La Prealpina - 08/10/2017

varese Visti i problemi che, ciclicamente, stanno colpendo l’economia capitalista, merita una profonda riflessione, la Lectio magistralis tenuta venerdì a Ville Ponti da Serge Latouche che, nelle ricche e produttive Prealpi da 9 miliardi di export nel 2016, ha ricordato come «della felicità intesa come gioia di vivere ne abbiamo bisogno tutti, anche la Varese che produce».

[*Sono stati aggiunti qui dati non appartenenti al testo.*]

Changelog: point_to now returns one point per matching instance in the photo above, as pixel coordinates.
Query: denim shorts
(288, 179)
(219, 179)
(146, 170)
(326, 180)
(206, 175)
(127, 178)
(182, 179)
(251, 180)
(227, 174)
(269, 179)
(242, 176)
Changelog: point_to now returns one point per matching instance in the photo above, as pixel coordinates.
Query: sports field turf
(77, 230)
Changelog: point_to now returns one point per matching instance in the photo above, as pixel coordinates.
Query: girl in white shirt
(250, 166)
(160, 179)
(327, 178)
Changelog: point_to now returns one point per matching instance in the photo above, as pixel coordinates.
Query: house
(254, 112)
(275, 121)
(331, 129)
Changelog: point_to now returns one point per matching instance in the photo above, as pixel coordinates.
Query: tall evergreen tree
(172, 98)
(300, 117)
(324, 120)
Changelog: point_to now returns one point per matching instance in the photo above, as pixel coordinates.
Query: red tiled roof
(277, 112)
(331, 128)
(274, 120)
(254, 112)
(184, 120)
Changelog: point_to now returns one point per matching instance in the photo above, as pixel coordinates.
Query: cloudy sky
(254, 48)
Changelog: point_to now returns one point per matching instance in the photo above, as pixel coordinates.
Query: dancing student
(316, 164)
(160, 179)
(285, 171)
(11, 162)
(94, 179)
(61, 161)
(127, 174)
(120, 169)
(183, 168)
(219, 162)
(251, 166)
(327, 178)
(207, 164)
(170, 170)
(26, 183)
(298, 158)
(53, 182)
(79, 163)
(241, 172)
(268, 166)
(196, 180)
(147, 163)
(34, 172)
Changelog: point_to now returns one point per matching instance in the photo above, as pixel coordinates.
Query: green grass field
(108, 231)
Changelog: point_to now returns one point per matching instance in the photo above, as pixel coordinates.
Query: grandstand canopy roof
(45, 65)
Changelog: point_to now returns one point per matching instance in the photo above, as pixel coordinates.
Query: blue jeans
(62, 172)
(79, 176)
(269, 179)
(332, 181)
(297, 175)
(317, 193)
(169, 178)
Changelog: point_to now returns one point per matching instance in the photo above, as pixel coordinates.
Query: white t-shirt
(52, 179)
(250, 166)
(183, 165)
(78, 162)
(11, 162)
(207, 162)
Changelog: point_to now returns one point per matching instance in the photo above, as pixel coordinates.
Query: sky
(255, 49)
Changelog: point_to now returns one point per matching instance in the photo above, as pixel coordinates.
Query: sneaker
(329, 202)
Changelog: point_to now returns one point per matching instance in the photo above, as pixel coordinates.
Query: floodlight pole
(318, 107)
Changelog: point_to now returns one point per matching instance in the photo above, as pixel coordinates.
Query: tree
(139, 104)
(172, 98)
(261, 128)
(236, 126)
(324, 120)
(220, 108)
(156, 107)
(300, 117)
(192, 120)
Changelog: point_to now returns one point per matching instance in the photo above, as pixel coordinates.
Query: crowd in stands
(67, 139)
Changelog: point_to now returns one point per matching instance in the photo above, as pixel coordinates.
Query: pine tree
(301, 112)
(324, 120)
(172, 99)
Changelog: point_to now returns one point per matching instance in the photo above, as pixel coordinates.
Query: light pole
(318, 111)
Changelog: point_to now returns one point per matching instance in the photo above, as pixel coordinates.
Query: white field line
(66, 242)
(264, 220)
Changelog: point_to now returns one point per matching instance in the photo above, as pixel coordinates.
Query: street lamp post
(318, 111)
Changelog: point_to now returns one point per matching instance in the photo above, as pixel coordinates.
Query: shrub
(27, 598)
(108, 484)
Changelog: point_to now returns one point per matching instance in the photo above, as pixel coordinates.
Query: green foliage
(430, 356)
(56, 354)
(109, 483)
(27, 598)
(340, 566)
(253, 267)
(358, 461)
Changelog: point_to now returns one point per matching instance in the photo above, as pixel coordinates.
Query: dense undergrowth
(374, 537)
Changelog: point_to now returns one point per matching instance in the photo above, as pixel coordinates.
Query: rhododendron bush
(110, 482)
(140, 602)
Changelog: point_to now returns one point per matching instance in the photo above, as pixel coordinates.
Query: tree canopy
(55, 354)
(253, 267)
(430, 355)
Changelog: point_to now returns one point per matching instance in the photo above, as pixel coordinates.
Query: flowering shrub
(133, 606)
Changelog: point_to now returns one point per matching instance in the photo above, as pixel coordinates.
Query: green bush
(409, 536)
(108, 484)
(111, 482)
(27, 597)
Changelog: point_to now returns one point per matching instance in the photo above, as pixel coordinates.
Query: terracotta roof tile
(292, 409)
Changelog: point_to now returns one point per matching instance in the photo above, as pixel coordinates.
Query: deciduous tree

L’economista e filosofo francese è stato l’ospite d’onore del convegno “La Felicità che non ti aspetti”, promosso da Kiwanis Varese. All’evento hanno partecipato ragazzi, insegnanti, professionisti e anche imprenditori varesini accolti dalla proiezione del documentario “Bhutan, Felicità interna lorda” sulle iniziative in corso nel piccolo stato himalaiano per privilegiare la ricerca della felicità della popolazione rispetto ad altri obiettivi. Poi chiaramente, ampio spazio è stato dato all’economista dei sentimenti: «La felicità come idea che la vita materiale possa permettere l’accesso a un benessere personale – ha premesso Latouche – è un’invenzione della modernità basata su due condizioni: individualismo ed economia». Poi, citando Saint-Just, Voltaire e Cesare Beccaria quando definiva l’obiettivo del nascente capitalismo industriale come «la massima felicità divisa per il massimo numero di persone», ha aggiunto: «Tuttavia questa promessa non si è mai realizzata, anzi, l’economia di oggi porta sempre maggiori ingiustizie e disuguaglianze. Un’economia felice è un ossimoro – ha aggiunto il docente transalpino – e quindi bisogna uscire dall’imperialismo dell’economia sulla vita quotidiana e sociale per ritrovare il senso dell’uomo, dell’umanità, il senso della società, dell’agire politico e della cultura». Insomma, bisogna uscire dallo schiavismo dei Pil e dei numeri e recuperare l’uomo.

All’evento, sostenuto anche dalle sezioni varesine di Ordine e associazione dei Consulenti del lavoro, Ordine degli architetti e dalla sezione lombarda della Società italiana Terapia cognitiva e comportamentale, hanno partecipato come relatori anche l’architetto Elena Brusa Pasqué e i docenti universitari Matteo Rocca e Gianmarco Gaspari dell’Insubria e Bruno Bara dell’ateneo torinese. Quest’ultimo in particolare ha proposto diversi spunti di riflessione sulla felicità, come punto di partenza o punto di arrivo per concludere con piccolo consiglio economico: «La cifra investita in un regalo assicura una felicità maggiore di quanto non possa fare la stessa cifra spesa per se stessi». Mentre Vera Stagliano (con Latouche nella foto), presidente di Kiwanis Varese, ha concluso sottolineando come «se l’obiettivo del nostro agire è garantire il ben-essere largamente inteso alla collettività, e in particolare alle generazioni più giovani, dobbiamo sforzarci di intendere diversamente i concetti di economia e di sviluppo non solo in senso teorico, ma anche sul piano pratico nelle aziende, negli uffici, nelle realtà lavorative di ogni giorno».